Dalam kesempatan itu, pihak pelaksana pembangunan beton jalan Empang, Ervat mengaku bahwa dirinya membuat statmen di media terkait Komisi C meresahkan masyarakat bukan karena tugas Komisi C.

“Jadi maksud saya, Komisi C meresahkan masyarakat itu bukan terkait kinerja, tetapi karena pernah membuat statmen bahwa telah terjadi penurunan kualitas jalan dari kegiatan betonisasi jalan,” ujar Ervat.

Pernyataan Erpan itu langsung dijawab oleh Anggota Komisi C Ardiansyah yang menegaskan, bahwa memang saat dilakukan sidak ke lokasi pembangunan beton, telah terjadi penurunan jalan dari hasil pembangunan beton. Bukan itu saja, Ketua Komisi C Laniasari menegaskan, saat dilakukan sidak ke lokasi, memang hasil pekerjaan pembangunan beton itu amburadul dan kenyataannya terjadi penurunan atas jalan tersebut.
Komisi C juga sebelum menyimpulkan soal hasil pekerjaan itu, terlebih dahulu berbicara kepada pihak konsultan, dan atas masukan pihak pihak terkait, termasuk Dinas PUPR, sehingga disimpulkan bahwa kegiatan pembangunan beton itu sangat jauh dari harapan.

“Kami juga tidak memiliki niatan apapun untuk menjatuhkan perusahaan pelaksana pembangunan beton, tetapi memang kenyataannya hasil pembangunan itu sangat amburadul. Komisi C sudah melaksanakan tugas dan fungsinya sesuai aturan,” jelasnya.

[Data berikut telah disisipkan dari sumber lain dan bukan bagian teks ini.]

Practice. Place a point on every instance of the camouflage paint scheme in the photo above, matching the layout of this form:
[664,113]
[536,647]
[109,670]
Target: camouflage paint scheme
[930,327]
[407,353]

Laniasari menambahkan, rapat yang digelar baru sebatas pembahasan awal, belum masuk kedalam substansi dan pengujian atas hasil pekerjaan betonisasi tersebut. Ada lima kegiatan pembangunan betonisasi yang berasal dari dana APBD murni 2018, tetapi semuanya dilakukan oleh satu pelaksana yang sama, sehingga hal itu akan diperdalam nanti dalam kegiatan rapat selanjutnya. Apakah memang diperbolehkan pembangunan sekaligus di sejumlah titik lokasi, dilaksanakan oleh satu pelaksana saja.
Kabid Jalan dan Jembatan Dinas PUPR, Wawan mengungkapkan, dalam 5 pekerjaan pembangunan betonisasi jalan, para pemenang lelang itu berbeda-beda bendera perusahaannya, tetapi dalam pelaksanaan di lapangan, bisa saja perusahaan yang melaksanakannya bisa saja satu perusahaan dan kemungkinan disitu ada penugasan kepada satu pelaksana.
Komisi C juga menyayangkan Dinas PUPR yang menerima hasil pekerjaan 100 persen.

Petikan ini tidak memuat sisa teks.